Osteochondroma is the most common benign tumor of the bone, representing approximately 30% of benign bone tumors. Other benign bone tumors include osteoid osteomas, aneurysmal bone cysts and nonossifying fibromas.
Osteochondromas most commonly occur in young males under 25. In this age group among males in particular, the growth plates at the metaphysis of the long-bones are at their most active state of growth and metabolism. Given that osteochondromas arise from the tissue of the growth plate, this is likely a contributing factor in the predilection for this demographic.
Osteochondromas consist of polypoid bony outgrowths called spurs that occur at the metaphasis of long bones. They may appear as pedunculating, meaning having a stalk, or sessile, with a broad-base and no stalk. They are capped with a layer of cartilage.
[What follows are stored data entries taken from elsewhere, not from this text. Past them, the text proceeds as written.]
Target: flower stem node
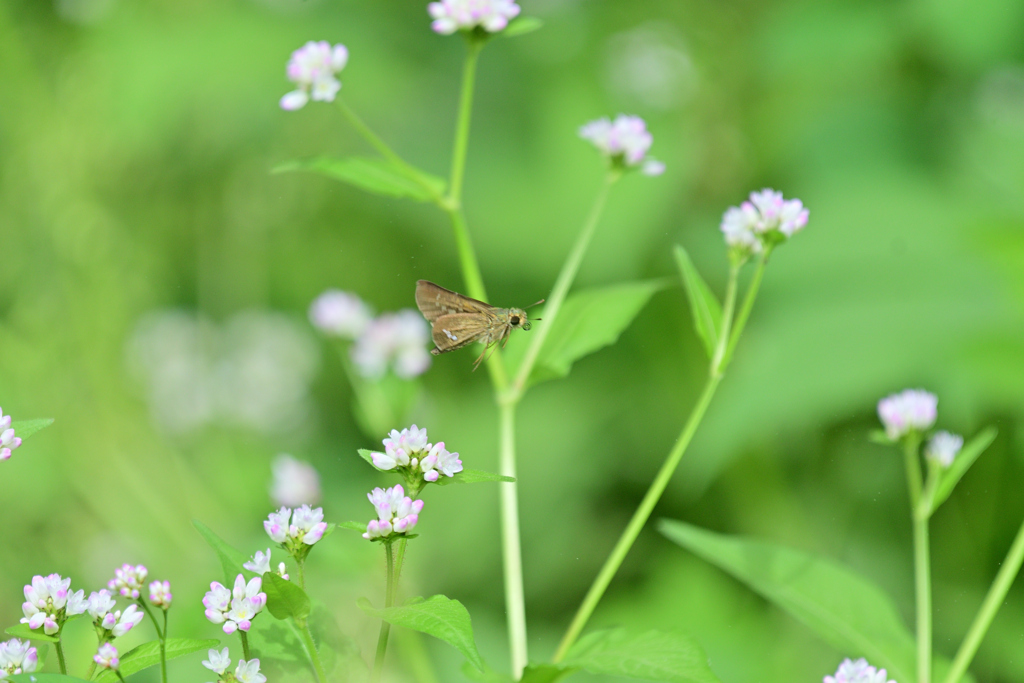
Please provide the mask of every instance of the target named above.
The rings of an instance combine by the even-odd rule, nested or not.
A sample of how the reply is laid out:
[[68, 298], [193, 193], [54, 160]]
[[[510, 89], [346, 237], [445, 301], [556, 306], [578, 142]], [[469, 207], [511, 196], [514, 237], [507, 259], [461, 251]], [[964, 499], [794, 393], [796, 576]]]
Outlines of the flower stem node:
[[456, 31], [488, 34], [503, 31], [521, 8], [515, 0], [440, 0], [427, 5], [430, 27], [441, 35]]
[[619, 172], [639, 168], [644, 175], [661, 175], [665, 164], [647, 156], [654, 137], [639, 116], [619, 114], [614, 121], [605, 117], [580, 127], [580, 137], [589, 140]]
[[120, 638], [139, 625], [146, 614], [136, 605], [128, 605], [122, 612], [114, 611], [116, 606], [110, 591], [103, 589], [89, 595], [86, 611], [92, 617], [100, 642]]
[[[905, 389], [878, 402], [878, 418], [891, 441], [920, 434], [935, 424], [939, 399], [924, 389]], [[959, 450], [959, 449], [957, 449]]]
[[356, 339], [371, 320], [370, 307], [358, 295], [340, 289], [328, 289], [309, 306], [313, 327], [332, 337]]
[[444, 441], [431, 444], [427, 430], [412, 425], [399, 432], [392, 429], [384, 439], [383, 453], [370, 453], [374, 467], [394, 470], [405, 477], [409, 491], [416, 495], [426, 483], [434, 483], [441, 476], [454, 477], [462, 471], [458, 453], [449, 452]]
[[39, 653], [27, 640], [12, 638], [0, 643], [0, 679], [29, 674], [39, 664]]
[[69, 617], [82, 614], [86, 609], [85, 591], [71, 592], [71, 579], [60, 574], [33, 576], [25, 586], [25, 602], [21, 606], [25, 615], [21, 623], [32, 630], [43, 629], [48, 636], [60, 631]]
[[324, 521], [323, 508], [303, 505], [295, 510], [282, 507], [277, 512], [271, 512], [263, 522], [263, 528], [270, 540], [280, 544], [296, 562], [302, 564], [313, 544], [324, 537], [327, 522]]
[[107, 582], [107, 588], [126, 598], [138, 600], [148, 574], [149, 570], [141, 564], [136, 567], [122, 565], [120, 569], [114, 570], [114, 578]]
[[885, 669], [875, 669], [861, 657], [857, 661], [844, 659], [834, 676], [825, 676], [824, 683], [896, 683], [890, 681]]
[[235, 578], [232, 590], [214, 581], [203, 598], [206, 618], [214, 624], [224, 624], [224, 633], [248, 631], [252, 620], [267, 604], [267, 594], [260, 592], [262, 587], [263, 579], [260, 577], [251, 579], [247, 584], [241, 574]]
[[722, 236], [739, 263], [782, 244], [807, 225], [809, 212], [799, 199], [783, 199], [781, 192], [765, 188], [751, 192], [750, 200], [729, 207], [722, 216]]
[[231, 666], [231, 655], [228, 654], [227, 648], [220, 652], [210, 650], [208, 656], [209, 659], [203, 660], [203, 666], [217, 674], [218, 680], [222, 683], [266, 683], [267, 681], [267, 677], [260, 673], [260, 660], [258, 659], [250, 659], [248, 662], [241, 659], [238, 666], [235, 667], [234, 673], [230, 673], [228, 668]]
[[21, 445], [21, 438], [11, 428], [11, 416], [0, 408], [0, 462], [11, 459], [11, 451]]
[[960, 449], [964, 447], [964, 437], [950, 432], [936, 432], [925, 446], [924, 454], [929, 460], [943, 469], [953, 464]]
[[103, 643], [93, 656], [92, 661], [101, 669], [117, 671], [121, 668], [121, 660], [118, 658], [117, 648], [111, 643]]
[[401, 486], [376, 488], [366, 497], [377, 511], [377, 519], [370, 520], [366, 525], [363, 538], [383, 542], [391, 542], [396, 536], [411, 538], [408, 534], [419, 521], [419, 514], [423, 510], [422, 500], [406, 496]]
[[174, 595], [171, 593], [170, 581], [154, 581], [149, 584], [149, 601], [161, 609], [170, 609]]
[[288, 60], [288, 80], [298, 86], [281, 98], [281, 108], [287, 111], [302, 109], [314, 102], [333, 102], [341, 90], [341, 81], [335, 74], [348, 63], [348, 48], [326, 40], [309, 41], [292, 53]]
[[[270, 569], [270, 548], [267, 548], [267, 552], [264, 554], [259, 550], [253, 556], [252, 560], [242, 565], [244, 569], [248, 569], [251, 572], [255, 572], [260, 576], [267, 574], [271, 571]], [[277, 565], [277, 575], [285, 581], [288, 580], [288, 573], [285, 568], [284, 562]]]

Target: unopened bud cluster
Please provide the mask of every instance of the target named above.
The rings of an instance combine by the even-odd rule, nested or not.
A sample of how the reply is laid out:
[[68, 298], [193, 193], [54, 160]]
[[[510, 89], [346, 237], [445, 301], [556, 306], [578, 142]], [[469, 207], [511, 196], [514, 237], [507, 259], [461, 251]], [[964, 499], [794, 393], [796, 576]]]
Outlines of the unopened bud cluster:
[[807, 225], [809, 213], [799, 199], [783, 199], [770, 188], [751, 192], [750, 199], [722, 216], [725, 243], [740, 257], [759, 254], [785, 242]]
[[374, 467], [399, 472], [414, 493], [422, 482], [436, 482], [442, 476], [454, 477], [462, 471], [459, 454], [449, 452], [444, 441], [429, 443], [427, 430], [416, 425], [400, 432], [392, 429], [383, 443], [383, 453], [370, 454]]

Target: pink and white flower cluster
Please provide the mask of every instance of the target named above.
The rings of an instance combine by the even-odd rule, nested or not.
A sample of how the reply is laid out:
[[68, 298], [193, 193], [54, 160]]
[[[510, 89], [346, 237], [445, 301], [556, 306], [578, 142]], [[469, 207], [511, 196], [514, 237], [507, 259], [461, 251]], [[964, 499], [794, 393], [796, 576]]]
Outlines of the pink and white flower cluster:
[[[252, 558], [252, 560], [243, 564], [242, 567], [244, 569], [248, 569], [251, 572], [259, 574], [260, 576], [263, 576], [264, 574], [270, 572], [270, 548], [267, 548], [266, 554], [263, 554], [261, 551], [257, 550], [256, 555]], [[277, 565], [277, 575], [280, 576], [282, 579], [288, 579], [288, 572], [284, 562], [281, 562]]]
[[15, 674], [30, 674], [38, 663], [39, 653], [29, 641], [12, 638], [0, 643], [0, 680]]
[[408, 468], [417, 474], [423, 473], [424, 481], [435, 482], [443, 474], [454, 477], [462, 471], [458, 453], [450, 453], [444, 441], [436, 444], [427, 442], [427, 430], [416, 425], [399, 432], [392, 429], [384, 439], [384, 452], [371, 453], [373, 464], [382, 470]]
[[68, 617], [82, 614], [86, 609], [85, 591], [71, 592], [71, 579], [60, 574], [33, 576], [31, 585], [25, 586], [25, 602], [21, 606], [21, 623], [32, 630], [42, 628], [52, 636], [60, 630]]
[[799, 199], [783, 199], [781, 192], [765, 188], [751, 192], [750, 200], [732, 206], [722, 216], [725, 243], [742, 252], [760, 253], [766, 241], [789, 239], [807, 225], [809, 212]]
[[875, 669], [861, 657], [857, 661], [844, 659], [834, 676], [825, 676], [824, 683], [896, 683], [890, 681], [885, 669]]
[[14, 435], [11, 416], [4, 415], [0, 408], [0, 462], [11, 459], [11, 451], [21, 445], [21, 438]]
[[100, 645], [96, 654], [93, 655], [92, 661], [96, 662], [96, 666], [101, 669], [117, 671], [121, 668], [121, 660], [118, 657], [117, 648], [111, 643]]
[[302, 109], [312, 98], [314, 102], [333, 102], [341, 90], [335, 74], [348, 63], [348, 49], [326, 40], [309, 41], [292, 53], [288, 60], [288, 80], [298, 86], [281, 98], [281, 108]]
[[352, 292], [328, 289], [309, 306], [309, 321], [324, 334], [356, 339], [373, 320], [370, 307]]
[[149, 584], [149, 601], [162, 609], [170, 609], [174, 594], [170, 581], [154, 581]]
[[[220, 652], [210, 650], [208, 657], [203, 660], [203, 666], [220, 676], [219, 680], [224, 680], [224, 672], [231, 666], [231, 655], [228, 654], [228, 649], [224, 648]], [[228, 679], [230, 680], [230, 678], [229, 674]], [[250, 659], [247, 662], [241, 659], [238, 661], [238, 666], [235, 667], [234, 680], [238, 683], [266, 683], [267, 677], [260, 673], [260, 660]]]
[[92, 593], [86, 605], [86, 611], [89, 612], [96, 627], [109, 631], [113, 638], [120, 638], [128, 633], [146, 617], [146, 614], [135, 605], [128, 605], [124, 612], [114, 611], [114, 607], [114, 597], [106, 589]]
[[607, 117], [591, 121], [580, 128], [580, 137], [593, 143], [613, 166], [639, 167], [644, 175], [665, 172], [665, 164], [647, 158], [654, 137], [639, 116], [619, 114], [614, 121]]
[[478, 26], [488, 33], [497, 33], [519, 16], [521, 8], [515, 0], [440, 0], [427, 5], [434, 20], [430, 27], [442, 35], [471, 31]]
[[930, 460], [934, 460], [941, 467], [949, 467], [953, 464], [960, 449], [964, 447], [964, 437], [959, 434], [941, 431], [928, 440], [924, 448], [924, 454]]
[[107, 588], [120, 593], [123, 597], [138, 600], [148, 574], [149, 570], [141, 564], [136, 567], [130, 564], [121, 565], [120, 569], [114, 570], [114, 578], [107, 582]]
[[924, 389], [905, 389], [878, 402], [878, 417], [886, 435], [895, 441], [912, 431], [923, 432], [935, 424], [939, 399]]
[[206, 618], [214, 624], [224, 624], [224, 633], [248, 631], [252, 620], [267, 604], [267, 594], [260, 592], [262, 587], [263, 579], [260, 577], [251, 579], [247, 584], [241, 574], [235, 578], [232, 590], [214, 581], [203, 598]]
[[327, 522], [324, 521], [323, 508], [311, 508], [308, 505], [295, 508], [283, 507], [271, 512], [263, 522], [270, 540], [286, 547], [296, 544], [313, 545], [324, 537]]
[[405, 489], [401, 486], [389, 489], [376, 488], [366, 494], [366, 497], [377, 510], [377, 519], [370, 520], [366, 525], [366, 533], [363, 534], [363, 538], [370, 541], [387, 538], [392, 534], [409, 533], [416, 526], [423, 510], [423, 501], [413, 500], [405, 495]]
[[282, 453], [274, 458], [270, 471], [270, 497], [275, 504], [298, 507], [320, 500], [320, 475], [308, 462]]

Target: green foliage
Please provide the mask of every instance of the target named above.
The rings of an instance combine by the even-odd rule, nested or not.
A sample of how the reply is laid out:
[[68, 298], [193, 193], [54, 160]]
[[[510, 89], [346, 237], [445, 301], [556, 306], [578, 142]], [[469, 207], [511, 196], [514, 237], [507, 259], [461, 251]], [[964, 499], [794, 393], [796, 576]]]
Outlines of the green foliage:
[[565, 664], [607, 676], [669, 683], [718, 683], [697, 641], [661, 631], [630, 634], [626, 629], [616, 628], [587, 634], [569, 650]]
[[407, 197], [418, 202], [433, 201], [444, 192], [444, 180], [410, 171], [385, 159], [316, 157], [290, 161], [274, 168], [275, 173], [312, 171], [354, 185], [373, 194]]
[[15, 638], [22, 638], [28, 640], [40, 640], [47, 643], [56, 643], [58, 638], [56, 636], [48, 636], [43, 632], [43, 629], [36, 629], [33, 631], [28, 627], [28, 624], [15, 624], [5, 629], [5, 633]]
[[438, 477], [435, 484], [447, 486], [448, 484], [478, 484], [482, 481], [503, 481], [513, 483], [515, 477], [506, 477], [504, 474], [495, 472], [484, 472], [483, 470], [464, 469], [456, 472], [454, 477]]
[[953, 464], [942, 470], [939, 475], [939, 483], [935, 487], [935, 497], [932, 499], [932, 510], [936, 510], [949, 498], [949, 494], [953, 493], [953, 489], [960, 479], [967, 474], [967, 470], [971, 468], [978, 456], [995, 441], [998, 433], [999, 431], [995, 427], [987, 427], [964, 444], [957, 456], [953, 458]]
[[359, 457], [368, 462], [370, 464], [370, 467], [377, 470], [378, 472], [388, 472], [389, 470], [382, 470], [381, 468], [373, 464], [373, 453], [374, 451], [367, 450], [366, 448], [359, 449]]
[[878, 586], [829, 560], [782, 546], [662, 520], [670, 540], [718, 566], [829, 643], [867, 657], [897, 681], [915, 671], [914, 639]]
[[42, 417], [38, 420], [18, 420], [17, 422], [12, 422], [11, 428], [14, 430], [16, 436], [24, 440], [41, 429], [46, 429], [52, 424], [52, 417]]
[[[15, 674], [8, 676], [4, 679], [11, 683], [71, 683], [77, 681], [77, 683], [84, 683], [84, 678], [76, 678], [74, 676], [65, 676], [64, 674], [50, 674], [50, 673], [31, 673], [31, 674]], [[117, 680], [117, 679], [114, 679]]]
[[715, 347], [722, 333], [722, 305], [700, 276], [697, 267], [690, 260], [681, 245], [676, 245], [676, 265], [683, 277], [686, 298], [690, 300], [690, 312], [693, 314], [693, 327], [697, 336], [704, 342], [704, 350], [708, 358], [715, 355]]
[[366, 531], [366, 524], [363, 522], [338, 522], [338, 528], [363, 533]]
[[217, 553], [217, 559], [220, 560], [220, 565], [224, 569], [224, 585], [230, 588], [235, 583], [235, 578], [248, 570], [244, 569], [242, 565], [249, 561], [241, 551], [235, 550], [233, 547], [228, 545], [220, 536], [215, 534], [212, 529], [200, 522], [198, 519], [192, 520], [192, 526], [196, 528], [196, 531], [203, 537], [203, 539], [209, 544], [213, 551]]
[[487, 665], [480, 657], [473, 639], [469, 612], [458, 600], [435, 595], [425, 600], [420, 598], [410, 601], [401, 607], [374, 609], [369, 600], [361, 598], [359, 607], [367, 614], [395, 626], [411, 628], [443, 640], [461, 652], [478, 670], [486, 670]]
[[301, 621], [309, 616], [309, 596], [288, 579], [282, 579], [274, 572], [264, 574], [263, 592], [267, 594], [267, 609], [275, 619]]
[[544, 22], [537, 17], [519, 17], [518, 19], [512, 20], [505, 30], [501, 32], [501, 35], [506, 38], [514, 38], [515, 36], [533, 33], [543, 26]]
[[[196, 640], [194, 638], [168, 638], [167, 661], [190, 655], [193, 652], [209, 650], [220, 644], [218, 640]], [[121, 655], [121, 675], [127, 678], [143, 669], [160, 663], [160, 641], [151, 640]], [[113, 683], [117, 674], [109, 669], [100, 672], [94, 679], [97, 683]]]

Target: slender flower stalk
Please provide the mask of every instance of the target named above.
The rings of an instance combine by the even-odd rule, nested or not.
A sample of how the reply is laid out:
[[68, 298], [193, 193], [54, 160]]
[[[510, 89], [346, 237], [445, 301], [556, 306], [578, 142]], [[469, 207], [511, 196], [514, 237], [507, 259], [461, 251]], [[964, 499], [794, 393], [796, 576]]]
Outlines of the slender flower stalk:
[[920, 435], [908, 433], [903, 440], [903, 461], [907, 470], [907, 487], [914, 532], [914, 593], [917, 603], [917, 680], [930, 683], [932, 664], [932, 589], [931, 561], [928, 544], [928, 517], [921, 511], [923, 488]]
[[[395, 604], [395, 554], [390, 542], [384, 543], [384, 552], [387, 557], [387, 584], [384, 589], [384, 608], [387, 609]], [[374, 657], [373, 673], [370, 676], [371, 683], [380, 683], [390, 633], [391, 624], [387, 621], [381, 621], [380, 635], [377, 637], [377, 655]]]

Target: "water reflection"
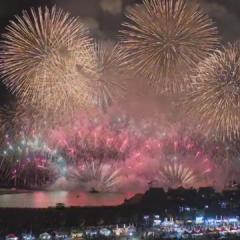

Osteochondromas most commonly occur at the metaphysis, or the growth plate, of long bones. In normal bone growth, new tissue forms at the metaphasis with the long-axis of the bone. An osteochondroma occurs when tissue instead grows out in a direction perpendicular to the axis of the bone. The most common location is the distal femur near the knee, followed by the proximal humerus near the shoulder. In rare cases they can also affect the vertebrae or the bones of the skull.
Osteochondromas are generally benign but can rarely transform into malignant chondrosarcomas. The patients most at risk for this are those who have a genetic predisposition to form osteochondromas. Potential signs of malignant transformation include growth of an osteochondroma after skeletal maturity and new onset of symptoms such as pain or limited motion. Malignant transformation is an indication for surgical resection.
One of the most common clinical presentations of osteochondroma is a painless mass near a joint, most commonly the distal femur near the knee or the proximal humerus near the shoulder. This is somewhat dependent on the exact location however, as osteochondromas that impinge on nerves or muscle may cause pain despite their small size. The size of the mass should not change once skeletal maturity has been reached, and change in size or new-onset pain after this point may be concerning for malignant transformation.
While most patients with osteochondroma will report a painless mass, the new onset of pain may be concerning for either growth or malignant transformation of the tumor. Suspicion can be guided by the patients age, as osteochondromas may continue to grow in patients whose skeletons have not yet matured, whereas new pain in fully-matured patients is more concerning for malignancy.
Most cases of osteochondroma can be diagnosed with plain radiograph of the affected bone. Imaging will demonstrate an osseous spur arising near the metaphasis of the bone and projecting outward, with the cortex of the osteochondroma being continuous with the cortex of the rest of the bone.
In patients for whom there is either concern for malignancy or functional limitations due to pain or tissue impingement causing restricted range-of-motion, MRI may be useful in further characterizing the mass to assess for malignancy and in delineating any impingement of surrounding anatomic structures. If MRI further raises concern for malignancy, a biopsy may be performed.
Most cases of osteochondroma can be managed with regular follow up and monitoring for new symptoms of pain or functional limitation. Repeat testing is generally not indicated unless new symptoms arise.
In patients in whom there is confirmed malignancy or local irritation causing functional impairment, surgical resection may be indicated. For patients who are not fully developed and do not have malignancy (ie., whose indication is functional impairment), the mass may recur following surgery as their growth plates have not sealed. For this reason, it may be decided to delay surgery as long as possible or until skeletal maturity is reached.